Anyway I'm gonna throw in with @VirtualLarry here. I too remember the forum banter from when AMD started selling die-harvested K10 chips (x3 720, etc). Intel had a separate die for everything, or so the line went. About the only area where it was obvious that Intel was die-harvesting was in their Xeon line, and even then they were just disabling cores for segmentation purposes rather than selling dice with defects. Or so the Otellini line went!
Double checked, miss remembering slightly. It was with Sandy Bridge that they stated they were going to be doing dedicated dies. But Clarksdale was specifically a chip made for the mobile market that they also sold as dekstop I5's and I3's (also included a an igpu that Lynnfield didn't have). That's really where the tree seperated and the birth of HEDT started. Lynnfield really moved onto SB-E where Clarksdale moved up to 4 cores with the two new dies and all Desktop CPU's were really laptop CPU's after that.
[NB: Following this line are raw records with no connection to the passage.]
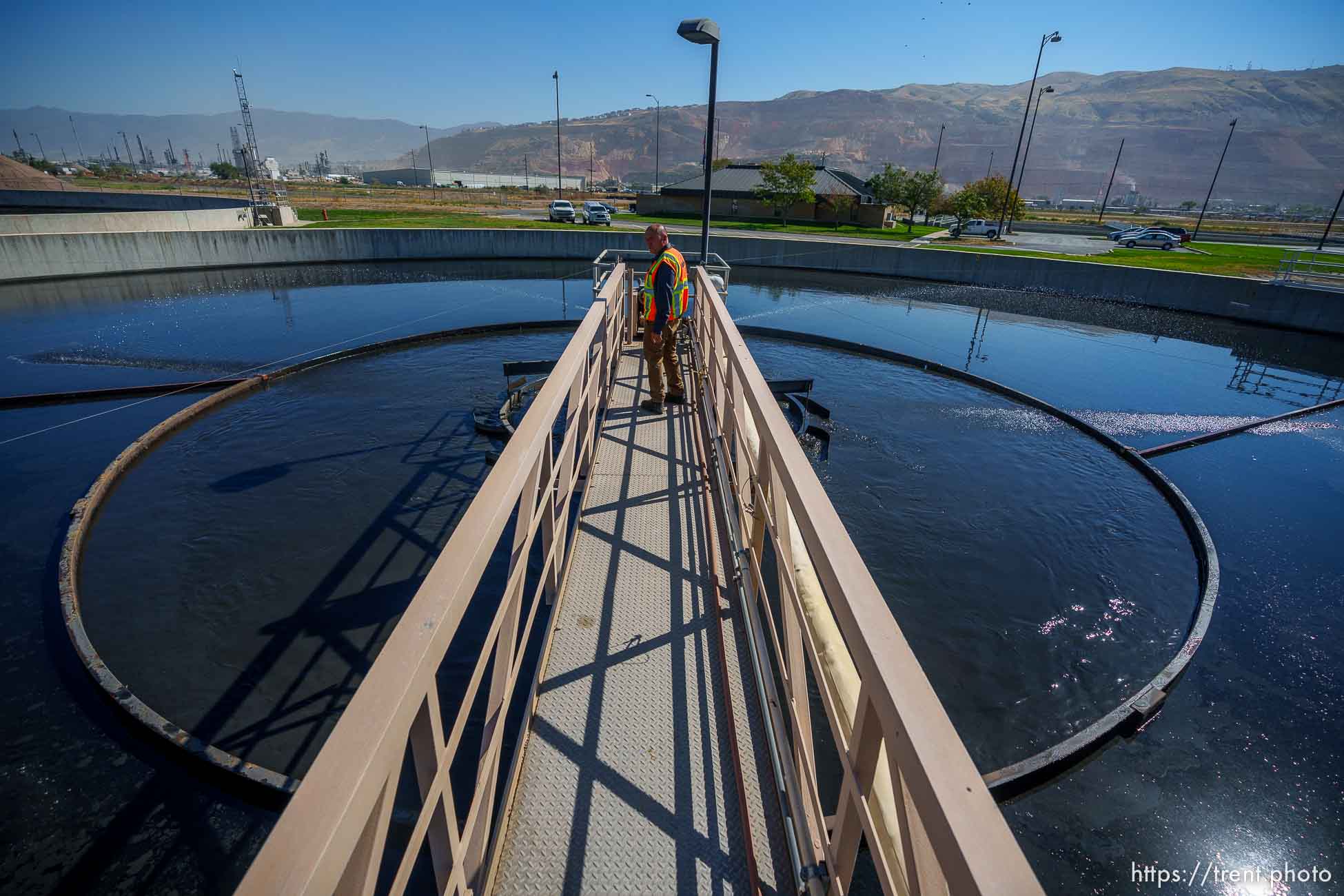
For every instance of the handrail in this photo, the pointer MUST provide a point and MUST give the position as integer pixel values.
(909, 785)
(1308, 269)
(331, 837)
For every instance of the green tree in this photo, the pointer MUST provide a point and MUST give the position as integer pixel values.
(223, 170)
(842, 206)
(964, 205)
(785, 183)
(994, 190)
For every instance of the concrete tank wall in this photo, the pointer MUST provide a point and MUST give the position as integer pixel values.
(37, 257)
(114, 222)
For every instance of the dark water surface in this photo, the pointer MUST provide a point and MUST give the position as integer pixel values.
(984, 527)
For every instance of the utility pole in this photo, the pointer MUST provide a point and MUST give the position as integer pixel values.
(430, 155)
(560, 184)
(1026, 152)
(77, 136)
(1233, 130)
(1331, 221)
(658, 136)
(1102, 212)
(1012, 172)
(130, 158)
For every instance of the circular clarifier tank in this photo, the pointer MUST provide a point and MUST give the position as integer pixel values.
(1039, 578)
(243, 576)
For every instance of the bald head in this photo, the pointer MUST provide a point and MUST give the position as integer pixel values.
(656, 238)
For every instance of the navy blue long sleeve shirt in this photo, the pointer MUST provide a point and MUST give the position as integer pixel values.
(663, 283)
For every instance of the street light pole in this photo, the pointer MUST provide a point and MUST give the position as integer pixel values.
(706, 31)
(430, 154)
(658, 136)
(77, 136)
(1050, 38)
(1027, 151)
(1102, 212)
(560, 184)
(1233, 130)
(1331, 221)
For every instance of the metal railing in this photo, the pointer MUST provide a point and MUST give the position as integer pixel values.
(638, 261)
(332, 836)
(1318, 270)
(908, 785)
(909, 788)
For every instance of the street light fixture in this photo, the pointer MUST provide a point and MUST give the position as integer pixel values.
(430, 154)
(658, 134)
(560, 184)
(1232, 131)
(706, 31)
(1012, 172)
(1027, 151)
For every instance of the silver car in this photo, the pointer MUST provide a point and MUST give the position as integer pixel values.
(595, 212)
(1151, 239)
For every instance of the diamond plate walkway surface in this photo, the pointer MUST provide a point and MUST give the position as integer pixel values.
(629, 782)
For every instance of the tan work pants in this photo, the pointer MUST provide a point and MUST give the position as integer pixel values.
(660, 359)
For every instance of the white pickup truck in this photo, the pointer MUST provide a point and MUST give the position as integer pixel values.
(976, 227)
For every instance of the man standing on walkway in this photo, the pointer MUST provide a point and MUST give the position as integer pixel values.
(666, 290)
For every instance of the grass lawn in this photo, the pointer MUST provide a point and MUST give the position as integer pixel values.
(1221, 258)
(820, 230)
(365, 218)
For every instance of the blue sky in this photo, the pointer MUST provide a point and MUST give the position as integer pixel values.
(454, 63)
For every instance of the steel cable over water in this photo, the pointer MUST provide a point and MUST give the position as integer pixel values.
(85, 511)
(1137, 707)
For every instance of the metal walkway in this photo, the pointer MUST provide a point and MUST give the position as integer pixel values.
(629, 782)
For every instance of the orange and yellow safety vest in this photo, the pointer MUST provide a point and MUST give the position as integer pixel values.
(680, 284)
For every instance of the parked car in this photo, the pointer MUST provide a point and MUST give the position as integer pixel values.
(976, 227)
(595, 212)
(1121, 236)
(1151, 239)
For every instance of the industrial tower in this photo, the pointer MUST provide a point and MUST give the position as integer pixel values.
(263, 190)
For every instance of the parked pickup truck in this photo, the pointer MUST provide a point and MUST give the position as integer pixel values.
(976, 227)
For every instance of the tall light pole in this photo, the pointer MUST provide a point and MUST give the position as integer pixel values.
(706, 31)
(560, 184)
(1021, 175)
(1106, 199)
(430, 154)
(1048, 38)
(131, 159)
(658, 136)
(1331, 221)
(77, 136)
(1232, 131)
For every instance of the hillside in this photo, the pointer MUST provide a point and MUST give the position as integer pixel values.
(1290, 143)
(289, 136)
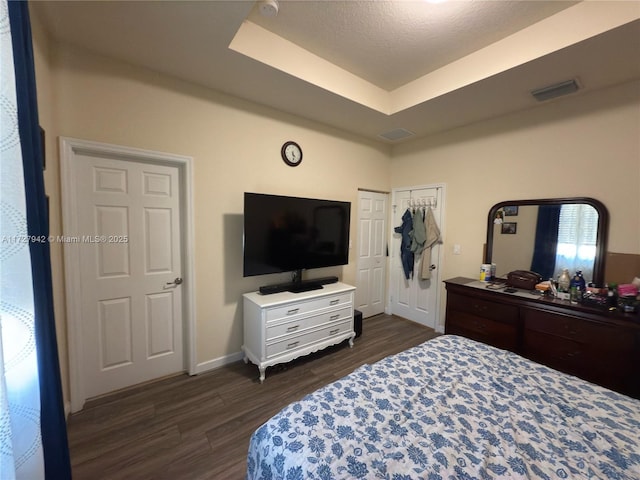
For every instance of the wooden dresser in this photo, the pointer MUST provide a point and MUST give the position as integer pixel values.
(598, 346)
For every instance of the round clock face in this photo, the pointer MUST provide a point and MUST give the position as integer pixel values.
(291, 154)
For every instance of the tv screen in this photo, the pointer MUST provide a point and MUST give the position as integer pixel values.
(286, 234)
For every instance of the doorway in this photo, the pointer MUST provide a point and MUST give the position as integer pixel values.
(416, 297)
(127, 224)
(372, 257)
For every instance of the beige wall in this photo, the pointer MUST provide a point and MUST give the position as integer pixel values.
(581, 146)
(585, 145)
(235, 146)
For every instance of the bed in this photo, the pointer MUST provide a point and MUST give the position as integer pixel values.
(451, 408)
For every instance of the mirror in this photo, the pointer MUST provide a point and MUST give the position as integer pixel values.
(548, 235)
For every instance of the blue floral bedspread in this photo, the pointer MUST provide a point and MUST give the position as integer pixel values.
(452, 408)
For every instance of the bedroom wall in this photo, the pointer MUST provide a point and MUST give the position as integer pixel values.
(582, 145)
(236, 148)
(586, 145)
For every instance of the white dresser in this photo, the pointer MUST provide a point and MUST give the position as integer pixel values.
(283, 326)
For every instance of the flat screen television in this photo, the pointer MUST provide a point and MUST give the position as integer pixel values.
(291, 234)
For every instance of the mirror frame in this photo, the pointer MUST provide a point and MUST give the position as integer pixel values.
(602, 231)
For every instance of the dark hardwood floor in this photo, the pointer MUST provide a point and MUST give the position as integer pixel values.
(199, 427)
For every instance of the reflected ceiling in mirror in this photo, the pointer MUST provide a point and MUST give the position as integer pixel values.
(548, 235)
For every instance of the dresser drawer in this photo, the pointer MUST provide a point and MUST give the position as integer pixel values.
(299, 324)
(296, 342)
(482, 308)
(598, 336)
(486, 330)
(298, 308)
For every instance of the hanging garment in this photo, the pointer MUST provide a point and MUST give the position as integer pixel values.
(432, 237)
(419, 232)
(406, 255)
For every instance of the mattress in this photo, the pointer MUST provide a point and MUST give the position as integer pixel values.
(452, 408)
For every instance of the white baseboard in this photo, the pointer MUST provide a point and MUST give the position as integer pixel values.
(217, 363)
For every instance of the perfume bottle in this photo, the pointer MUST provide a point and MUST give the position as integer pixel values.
(564, 281)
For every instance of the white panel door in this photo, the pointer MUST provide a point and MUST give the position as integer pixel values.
(372, 261)
(129, 240)
(414, 298)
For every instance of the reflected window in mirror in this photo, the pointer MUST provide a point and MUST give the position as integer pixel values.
(551, 234)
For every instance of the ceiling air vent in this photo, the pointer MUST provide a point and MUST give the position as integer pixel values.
(397, 134)
(555, 90)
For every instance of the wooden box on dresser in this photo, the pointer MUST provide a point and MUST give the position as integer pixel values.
(598, 346)
(283, 326)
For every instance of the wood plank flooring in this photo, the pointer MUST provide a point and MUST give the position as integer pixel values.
(199, 427)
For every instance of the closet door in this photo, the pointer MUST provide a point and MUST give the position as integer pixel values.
(415, 298)
(372, 259)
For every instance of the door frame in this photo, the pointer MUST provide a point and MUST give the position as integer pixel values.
(439, 327)
(386, 246)
(69, 148)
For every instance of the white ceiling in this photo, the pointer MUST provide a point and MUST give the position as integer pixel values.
(367, 67)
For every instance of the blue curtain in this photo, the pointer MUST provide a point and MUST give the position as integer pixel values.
(544, 250)
(52, 422)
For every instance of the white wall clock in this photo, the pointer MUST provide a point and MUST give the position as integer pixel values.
(291, 153)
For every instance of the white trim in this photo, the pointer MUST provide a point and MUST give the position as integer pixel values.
(217, 363)
(69, 147)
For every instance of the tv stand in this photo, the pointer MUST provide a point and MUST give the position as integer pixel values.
(279, 328)
(298, 286)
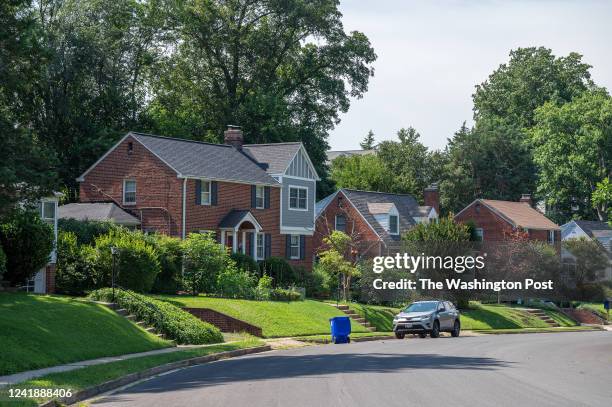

But it was with SB that they designed dual cores to be closer to AMD's modules for quick design reasons and said they were doing a dedicated 2c die for wafer savings.
 

realibrad

Lifer
Oct 18, 2013
12,337
894
126
Why would they NOT sell harvested 4 core dies if they can get some money for them? You are also discounting the possibility that Intel's production mix more heavily favors the higher core count parts and that if their demand forecasting was off, they take the higher core count parts and disable cores to meet demand.

You are making a mountain out of a molehill here.
The issues is not that they do it, its that others claimed Intel was not doing it when they clearly are.
 

Mopetar

Diamond Member
Jan 31, 2011
6,672
3,716
136
honestly, im surprised they even bother with 2 core dies rather than just harvest these from 4 core...
It depends on how many they expect to sell. At some amount, it becomes more cost effective to make a 2-core design than to artificially hobble some of your 4-core parts. It doesn't prevent you from using defective 4-core parts as long as they still function as a 2-core part.

It would seem that's what Intel has done in this case. Given the sheer volume of chips that Intel sells, apparently the economics of it worked out for them.